Outside experts said the parts of the brain network identified in the study were familiar to them from previous research. Dr. Martijn Figi, a psychiatrist at the Center for Advanced Circuit Therapeutics at Mount Sinai in Manhattan, studies how electrical impulses in the brain can treat obsessive-compulsive disorder, depression and addiction. Addiction, he said, appears to be more commonly associated with under-activity of the brain’s cognitive control circuit and excessive activity of the reward-related circuit.
By applying electrical stimulation to the surface of patients’ heads or using more invasive methods, such as deep stimulation of the brain, doctors can suppress activity in certain regions, mimic the effects of trauma, and stimulate activity in others. The study identified one area, called the medial frontopular cortex, which was found to be a good candidate for stimulus stimulation; The region overlaps with treatment targets recently approved by US regulators to help quit smoking.
The treatment uses an electromagnetic coil placed in front of the patient’s scalp to deliver electric pulses to the surface of the brain. Other techniques include implanting electrodes in specific regions of the brain or permanently inactivating specific brain regions.
“This paper is really interesting in that it clearly indicates some accessible targets,” said Dr. Said Figi.
While brain stimulation has become more common for the treatment of depression and obsessive compulsive disorder, the use of those therapies for addiction has been slow to catch up. The researchers said that this technique would take years to develop.
Although studies have shown that electrical or magnetic stimulation can reduce the craving for addictive substances, it is not clear how long those effects will last. Some of the most promising goals are deep in the mind; Reaching them may require deep brain stimulation or a specific type of coil that has only recently become available, Drs. Figi said.
Even knowing where to direct brain stimulation does not solve the question of which frequency to use, scientists said. And the connections in the brains of different people vary, increasing the likelihood of the need for tailor-made treatment.
People with addiction are slower to accept brain stimuli than people with depression or movement disorders, the researchers said, partially reflecting the taboo surrounding thinking of addiction as a brain disorder.
There can also be structural challenges. Judy Luigges, an assistant professor of psychiatry at Amsterdam University Medical Centers, recruited from a pool of thousands of patients to study deep brain stimulation at de-addiction centers in the Netherlands. In three years, only two patients began the trial.
Dr. Luiges and colleagues wrote that patients with substance use disorder may have partially avoided the procedure because their motivation to address the disease was more volatile than in patients with obsessive-compulsive disorder.
And the very instability that often accompanies substance use disorders can make investing in time-intensive treatment more difficult. Only one-third of the patients who had an appointment with the research team came with a family member or friend, Dr. Luigjes found.

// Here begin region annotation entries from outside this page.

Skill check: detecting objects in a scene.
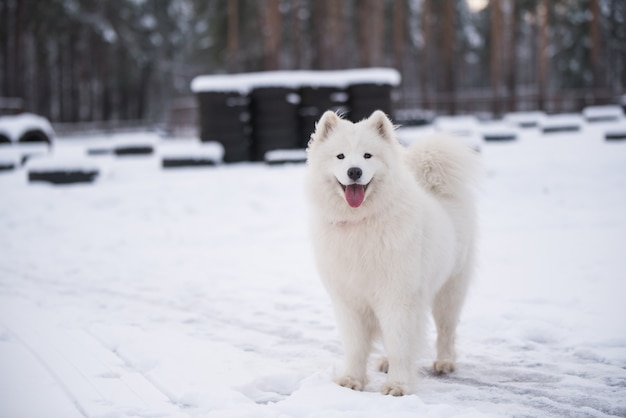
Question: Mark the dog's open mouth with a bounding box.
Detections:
[339,182,369,208]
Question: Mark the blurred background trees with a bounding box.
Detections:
[0,0,626,122]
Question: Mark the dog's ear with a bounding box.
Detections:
[311,110,340,141]
[367,110,395,141]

Some scientists are working to allay those concerns. For example, an addiction relief team at Mount Sinai has begun giving patients less invasive brain stimulation at home or in community centers, rather than in a hospital, reducing the barriers to treatment.

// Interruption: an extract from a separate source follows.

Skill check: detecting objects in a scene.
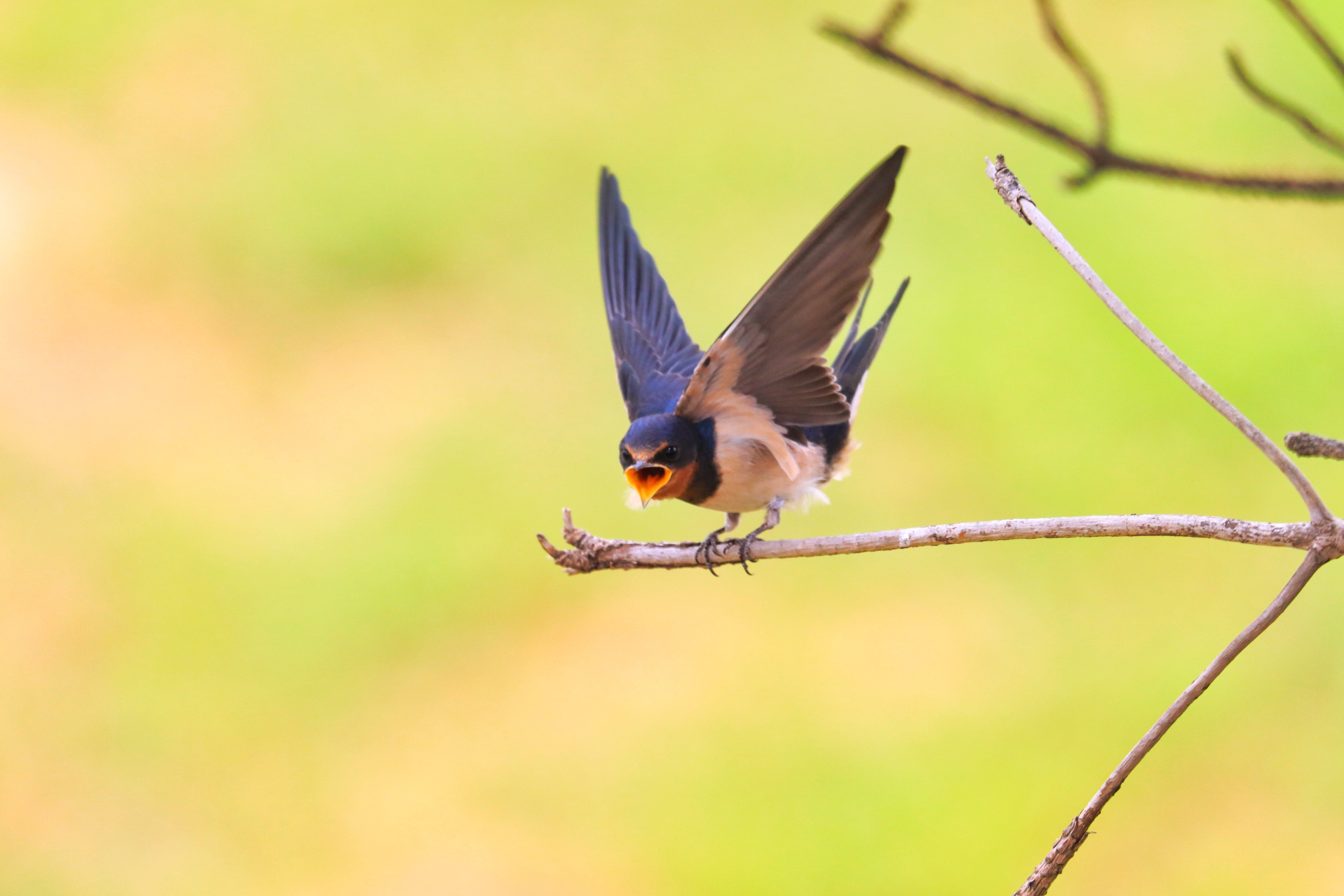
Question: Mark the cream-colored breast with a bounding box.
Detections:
[700,439,827,513]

But while the brain may be the entry point for the treatment of addiction, Drs. Luiz said it was probably not the most important. Other scientists have also argued in recent years that focusing on models of addictive brain disease has diverted attention and money from research addressing the social and environmental factors that contribute to addiction.
“We’ve put aside a lot of our hopes and money and energy,” she said, referring to the field’s focus on brain stimulation. “I don’t know if it will pay off the way we thought it would.”